Mais ce parcours sacré a toujours été où il brille le plus, peu importe les problèmes personnels, les blessures ou le temps qu’on ne peut arrêter.

À 44 ans, peut-il rassembler ses forces mythiques une fois de plus ?

« Est-ce que je m’attends à être dans la course ? Oui, a dit Woods, n’hésitant pas le moins du monde.

« Le terrain ne cesse de s’allonger et ça devient un peu plus dur, parce que je ne frappe plus la balle aussi loin. Mais c’est un terrain où la notion de comment l’aborder, où il pardonne et où envoyer ses coups, ça compte. »

Cela a certainement aidé la dernière fois qu’il était ici.

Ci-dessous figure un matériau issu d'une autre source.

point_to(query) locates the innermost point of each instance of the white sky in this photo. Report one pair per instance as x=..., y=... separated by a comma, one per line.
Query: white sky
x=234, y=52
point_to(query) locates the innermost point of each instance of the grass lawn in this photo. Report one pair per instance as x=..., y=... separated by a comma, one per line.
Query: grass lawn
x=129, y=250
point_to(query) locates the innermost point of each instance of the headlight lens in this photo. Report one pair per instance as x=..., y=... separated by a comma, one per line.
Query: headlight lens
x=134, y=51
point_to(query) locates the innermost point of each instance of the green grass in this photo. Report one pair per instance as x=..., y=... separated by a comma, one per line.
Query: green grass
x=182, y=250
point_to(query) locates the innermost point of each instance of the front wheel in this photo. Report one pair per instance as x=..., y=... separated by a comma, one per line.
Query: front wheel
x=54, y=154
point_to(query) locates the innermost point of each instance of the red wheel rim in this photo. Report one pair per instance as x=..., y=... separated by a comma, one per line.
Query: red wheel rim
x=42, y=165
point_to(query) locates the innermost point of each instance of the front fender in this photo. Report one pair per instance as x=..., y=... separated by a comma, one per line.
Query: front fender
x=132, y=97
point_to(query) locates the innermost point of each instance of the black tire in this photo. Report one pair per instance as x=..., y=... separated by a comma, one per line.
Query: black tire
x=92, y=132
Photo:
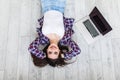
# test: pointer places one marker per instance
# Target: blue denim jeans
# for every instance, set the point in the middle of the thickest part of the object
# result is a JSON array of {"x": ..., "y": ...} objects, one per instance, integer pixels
[{"x": 58, "y": 5}]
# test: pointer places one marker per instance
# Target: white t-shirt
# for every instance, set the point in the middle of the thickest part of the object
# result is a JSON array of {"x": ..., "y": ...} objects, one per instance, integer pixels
[{"x": 53, "y": 23}]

Après avoir lutté contre de sérieuses blessures qui menaçaient sa carrière, Woods a réussi un retour électrisant en ronde finale pour obtenir un cinquième titre au Masters, un 15e titre majeur.

L’ampleur de l’exploit résonne toujours.

« C’est l’une des plus grandes réussites de l’histoire du sport, a déclaré Phil Mickelson, triple champion à Augusta.

« C’était un retour incroyable vu les défis qu’il a eus ces dernières années, ainsi que le courage physique et mental qu’il faut pour s’imposer dans un championnat majeur. »

C’était en avril 2019, près d’un an avant que la pandémie frappe la planète, incluant bien sûr le monde du sport.

Habituellement un rite du printemps, le Masters a été repoussé à novembre, sans spectateurs. Il n’y a pas d’azalées en fleurs, mais plutôt des feuilles qui tombent.

« La situation est sans précédent, a dit Woods. C’est incroyable d’avoir le veston vert et de le partager mais de l’avoir si longtemps, je ne voyais pas les choses comme ça. Je voulais le mériter à nouveau en avril. »

Il a remporté un tournoi depuis son triomphe aux Masters ; c’était sa 82e victoire à la PGA, égalant le record de Sam Snead.

Son meilleur résultat en six tournois, depuis que le golf a débuté sa relance, a été une égalité pour la 37e place au Championnat de la PGA.

Il n’a pas réussi à se qualifier pour le Championnat du circuit. Il a ensuite été écarté du week-end à l’Omnium des États-Unis.

Il arrive à Augusta après une égalité en 72e place au Championnat Zozo au club Sherwood, où il avait souvent bien fait.

Ce n’est pas le niveau que Woods attend de lui-même. Mais, comme c’est souvent le cas pour un grand athlète au crépuscule de sa carrière, il est prompt à repousser toute suggestion que ça ne peut se replacer.

« Je frappais de bons coups de départ mais je peinais pour arriver au vert. Ou je faisais bon contact, mais les roulés n’étaient pas à la hauteur, a concédé Woods. Ou le contraire. Je n’ai pas réuni tous les éléments. »

Woods compose avec un corps fragile ; il se préoccupe surtout de veiller à être à son mieux pour les grands tournois. Et c’est parfaitement compréhensible, à ce stade de sa carrière.

À part briser l’égalité avec Snead, à son radar, il n’y a que deux records de Jack Nicklaus : six consécrations à Augusta, ainsi que 18 championnats majeurs.

Si cela restait hors de portée, il aura toujours le souvenir des câlins de ses enfants après avoir gagné le Tournoi des maîtres, l’an dernier. Ça faisait penser à l’étreinte partagée avec son défunt père après sa première victoire à Augusta, en 1997.

« Je ressens encore des frissons rien qu’en y pensant », a confié Woods.

Sa voix a vacillé un peu. Pour un gars qui expose rarement ses émotions hors du terrain, il était évident à quel point cette journée compte encore pour lui.